Overall it’s musically strong too. The persistent drum-machine you hear from the intro sounds just like ‘Kangaroo Court‘ by Capital Cities (and even more like ‘Pathetic‘ by Erik Hassle) but here it has a brittle, organic feel to it. Again this is classic Daft Punk, who excel at bringing a human touch to robotic beats and production. There isn’t any big chorus or great solo or key change or anything that really stands out, but that again is by design. This is a smooth and seamless thing. It’s polished and chromatic, like the iPhone or some sleek piece of tech that you aren’t supposed to unpack.
Yet upon revisit it becomes clear this is a rumination on the Weeknd’s own huge success. The braggadocios first verse is off-putting. It’s list of all the material possessions Weeknd owns (including the women in his life) and how much better they are than yours. But it’s intentionally off-putting. It does something I love in thinking man’s pop, a trait shared by 1975’s ‘Love Me’, by inviting a straightforward interpretation, almost willing the audience to read things at face value. When contrasted with the mournful piano and disaffected lilt in the Weeknd’s vocals it becomes clear that these things have not brought him happiness.
“Look what you’ve done” is a private observation. It’s his own realisation that coming to possess all you desire does not actually fulfil you. That you are never truly, thoroughly satisfied, even if you are the ‘Starboy’; someone who has enjoyed huge success and is made for life. It’s more interesting stuff when you see it this way, and while the observation that stardom comes at a cost isn’t exactly a revelation, it hints at a new depth to Weeknd’s songwriting. The last couplet of the last verse suggests that in this new life Weeknd isn’t interested in emotional fulfilment or happiness, just cars, and indeed he references cars constantly throughout the song. You could see this as evidence of superficiality but I choose to think Weeknd is being more clever than that, and actually making fun of the trope in rap and R&B to obsess over sports cars and people flash enough to drive them.
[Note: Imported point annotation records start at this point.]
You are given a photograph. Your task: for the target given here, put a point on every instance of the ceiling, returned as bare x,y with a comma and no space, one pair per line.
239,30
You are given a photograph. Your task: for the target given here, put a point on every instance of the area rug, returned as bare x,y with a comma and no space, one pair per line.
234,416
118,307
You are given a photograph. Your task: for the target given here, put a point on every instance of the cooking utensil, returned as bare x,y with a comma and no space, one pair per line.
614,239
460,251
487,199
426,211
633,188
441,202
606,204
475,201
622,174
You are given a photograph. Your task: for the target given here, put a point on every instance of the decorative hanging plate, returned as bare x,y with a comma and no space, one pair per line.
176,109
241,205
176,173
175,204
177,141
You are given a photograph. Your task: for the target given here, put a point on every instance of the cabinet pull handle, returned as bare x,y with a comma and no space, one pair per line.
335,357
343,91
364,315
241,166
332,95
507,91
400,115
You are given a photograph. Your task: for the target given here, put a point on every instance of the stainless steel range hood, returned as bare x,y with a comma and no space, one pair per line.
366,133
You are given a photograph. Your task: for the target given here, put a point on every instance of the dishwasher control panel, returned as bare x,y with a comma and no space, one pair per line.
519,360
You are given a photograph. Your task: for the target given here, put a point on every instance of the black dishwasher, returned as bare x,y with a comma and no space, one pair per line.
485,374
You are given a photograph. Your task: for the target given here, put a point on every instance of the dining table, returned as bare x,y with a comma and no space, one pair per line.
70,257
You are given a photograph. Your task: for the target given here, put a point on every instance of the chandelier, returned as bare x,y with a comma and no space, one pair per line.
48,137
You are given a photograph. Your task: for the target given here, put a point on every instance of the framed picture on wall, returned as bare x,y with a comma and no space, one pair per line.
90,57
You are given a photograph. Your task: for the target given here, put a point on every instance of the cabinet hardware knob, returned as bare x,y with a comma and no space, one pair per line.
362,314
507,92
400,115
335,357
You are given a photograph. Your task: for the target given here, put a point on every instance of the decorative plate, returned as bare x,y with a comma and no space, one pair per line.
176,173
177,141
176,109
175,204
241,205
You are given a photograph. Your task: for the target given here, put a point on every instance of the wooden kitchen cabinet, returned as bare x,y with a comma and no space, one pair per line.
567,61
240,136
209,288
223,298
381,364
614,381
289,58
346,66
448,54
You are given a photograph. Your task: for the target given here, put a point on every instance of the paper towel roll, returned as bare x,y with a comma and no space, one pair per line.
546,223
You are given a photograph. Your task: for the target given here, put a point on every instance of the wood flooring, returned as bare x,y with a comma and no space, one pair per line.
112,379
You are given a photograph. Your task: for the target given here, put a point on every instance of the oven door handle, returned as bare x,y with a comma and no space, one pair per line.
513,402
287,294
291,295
This one’s a grower, and I like it more the more I hear it. It’s refreshing to hear Weeknd writing a song with a bit of humility, a bit of world-weariness, and his voice is silky without being overwrought. He’s toned down a little on the ‘I’m complex and broken’ bullshit, and indeed Weeknd has an awful lot to say here, on his life in those same Hollywood Hills that so obsessed him on Beauty Behind the Madness. It’s a successful comeback, and now we can look forward to whatever this full length is going to sound like.